Communication to pregnant women regarding the COVID-19 swabbing process is critical and requires improvement. This service evaluation highlighted where women felt under-informed. These areas should be covered in more detail for consenting women for COVID-19 testing in future.
After December 2019, when the first case of the novel 2019 coronavirus (SARS-CoV-2) was identified, the associated illness (COVID-19) became a significant international health concern. Declared a global pandemic by the World Health Organization (WHO, 2020) on 11 March 2020, COVID-19 remains one of the most catastrophic and unprecedented public health crises in decades. It resulted in over 534 million reported cases worldwide and 6.3 million deaths as of 16 June 2022 (WHO, 2022), with numbers continuing to rise as new strains with potentially more harmful effects are identified.

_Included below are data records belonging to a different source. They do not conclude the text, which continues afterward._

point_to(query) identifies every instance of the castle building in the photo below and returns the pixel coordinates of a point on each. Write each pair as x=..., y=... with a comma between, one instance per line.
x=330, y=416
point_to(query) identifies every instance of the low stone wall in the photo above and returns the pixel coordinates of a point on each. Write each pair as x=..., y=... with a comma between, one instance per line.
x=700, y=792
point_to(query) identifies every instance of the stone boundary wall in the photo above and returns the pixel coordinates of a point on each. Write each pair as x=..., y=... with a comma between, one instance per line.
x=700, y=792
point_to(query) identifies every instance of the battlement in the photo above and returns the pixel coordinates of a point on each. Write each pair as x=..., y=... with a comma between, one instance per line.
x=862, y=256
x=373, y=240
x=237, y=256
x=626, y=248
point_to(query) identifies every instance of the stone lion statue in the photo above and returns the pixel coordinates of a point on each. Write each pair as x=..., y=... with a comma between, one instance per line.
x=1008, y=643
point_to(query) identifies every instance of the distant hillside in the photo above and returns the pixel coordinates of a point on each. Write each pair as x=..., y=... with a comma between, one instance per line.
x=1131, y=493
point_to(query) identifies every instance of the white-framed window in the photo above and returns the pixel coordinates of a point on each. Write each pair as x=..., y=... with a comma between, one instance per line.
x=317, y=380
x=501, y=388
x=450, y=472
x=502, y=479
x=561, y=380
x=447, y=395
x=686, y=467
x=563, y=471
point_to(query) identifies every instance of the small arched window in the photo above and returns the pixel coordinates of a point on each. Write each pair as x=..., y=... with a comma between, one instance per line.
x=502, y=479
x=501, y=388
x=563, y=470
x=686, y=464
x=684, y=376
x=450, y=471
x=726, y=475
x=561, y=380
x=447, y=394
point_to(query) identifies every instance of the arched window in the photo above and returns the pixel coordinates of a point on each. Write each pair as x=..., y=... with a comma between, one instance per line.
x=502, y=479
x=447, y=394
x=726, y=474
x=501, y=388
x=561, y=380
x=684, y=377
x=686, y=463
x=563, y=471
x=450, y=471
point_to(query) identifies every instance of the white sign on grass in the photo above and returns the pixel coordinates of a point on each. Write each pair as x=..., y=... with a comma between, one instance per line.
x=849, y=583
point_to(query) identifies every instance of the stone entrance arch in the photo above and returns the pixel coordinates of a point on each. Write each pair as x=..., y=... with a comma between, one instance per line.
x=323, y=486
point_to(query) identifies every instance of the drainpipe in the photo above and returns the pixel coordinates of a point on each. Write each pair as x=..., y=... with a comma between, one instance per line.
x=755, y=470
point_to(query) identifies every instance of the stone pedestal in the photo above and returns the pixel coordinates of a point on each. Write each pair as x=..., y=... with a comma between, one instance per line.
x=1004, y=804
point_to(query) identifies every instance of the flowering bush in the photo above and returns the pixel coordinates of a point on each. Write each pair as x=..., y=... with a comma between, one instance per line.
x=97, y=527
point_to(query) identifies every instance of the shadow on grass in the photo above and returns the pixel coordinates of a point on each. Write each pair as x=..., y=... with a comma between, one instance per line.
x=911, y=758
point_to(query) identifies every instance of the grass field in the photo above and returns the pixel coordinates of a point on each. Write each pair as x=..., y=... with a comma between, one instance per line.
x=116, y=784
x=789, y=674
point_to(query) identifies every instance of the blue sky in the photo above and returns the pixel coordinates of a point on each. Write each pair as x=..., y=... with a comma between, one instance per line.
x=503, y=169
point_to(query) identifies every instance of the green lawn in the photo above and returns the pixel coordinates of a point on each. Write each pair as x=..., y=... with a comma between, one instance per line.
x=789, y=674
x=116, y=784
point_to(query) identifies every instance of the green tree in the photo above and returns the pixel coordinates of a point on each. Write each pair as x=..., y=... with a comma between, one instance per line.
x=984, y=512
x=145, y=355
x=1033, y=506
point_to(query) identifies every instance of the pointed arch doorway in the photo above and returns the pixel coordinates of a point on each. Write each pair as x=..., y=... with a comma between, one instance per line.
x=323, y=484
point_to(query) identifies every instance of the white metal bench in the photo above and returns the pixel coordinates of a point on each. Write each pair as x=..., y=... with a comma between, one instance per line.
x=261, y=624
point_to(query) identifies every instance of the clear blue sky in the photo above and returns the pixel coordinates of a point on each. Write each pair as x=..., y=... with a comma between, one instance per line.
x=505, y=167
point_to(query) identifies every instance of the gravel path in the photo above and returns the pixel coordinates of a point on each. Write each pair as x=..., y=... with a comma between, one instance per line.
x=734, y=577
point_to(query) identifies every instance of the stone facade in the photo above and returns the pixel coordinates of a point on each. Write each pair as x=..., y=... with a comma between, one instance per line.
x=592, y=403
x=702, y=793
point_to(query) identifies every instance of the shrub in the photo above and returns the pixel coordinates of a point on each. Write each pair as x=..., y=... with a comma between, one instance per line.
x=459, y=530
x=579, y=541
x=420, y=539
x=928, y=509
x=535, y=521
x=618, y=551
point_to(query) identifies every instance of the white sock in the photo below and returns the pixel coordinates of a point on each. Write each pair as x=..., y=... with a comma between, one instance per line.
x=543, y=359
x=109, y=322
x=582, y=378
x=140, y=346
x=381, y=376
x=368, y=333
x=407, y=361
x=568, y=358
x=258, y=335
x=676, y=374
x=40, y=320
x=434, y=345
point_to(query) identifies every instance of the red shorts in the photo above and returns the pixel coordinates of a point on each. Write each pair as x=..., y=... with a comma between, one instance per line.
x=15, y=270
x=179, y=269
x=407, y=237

The impact of COVID-19 on pregnant women has been the cause of much controversy. The focus of current literature regarding this cohort of the population has been two-fold. Studies have either concentrated on the infection's effects on mother, baby and the pregnancy or evaluated the possibility of vertical transmission from a pregnant mother to her fetus in utero, during delivery or in the postpartum period. With regards to the former, several studies have highlighted that coronavirus infections lead to more severe complications and negative outcomes in pregnancy, including renal failure, disseminated intravascular coagulopathy, preterm deliveries, fetal growth restriction, a greater chance of intensive care admission, intubation and mechanical ventilation and spontaneous miscarriages, stillbirths or perinatal deaths (Schwartz and Graham, 2020). Normal physiological changes occurring during pregnancy are thought to underpin the rationale for pregnant women being more susceptible to developing these negative outcomes (Kourtis et al, 2014). Cardiopulmonary adaptations as a result of the gravid uterus predispose to hypoxaemia, while variations in sex hormone levels and their interaction with the immune system hinder pathogen elimination and exacerbate infection severity (Kourtis et al, 2014).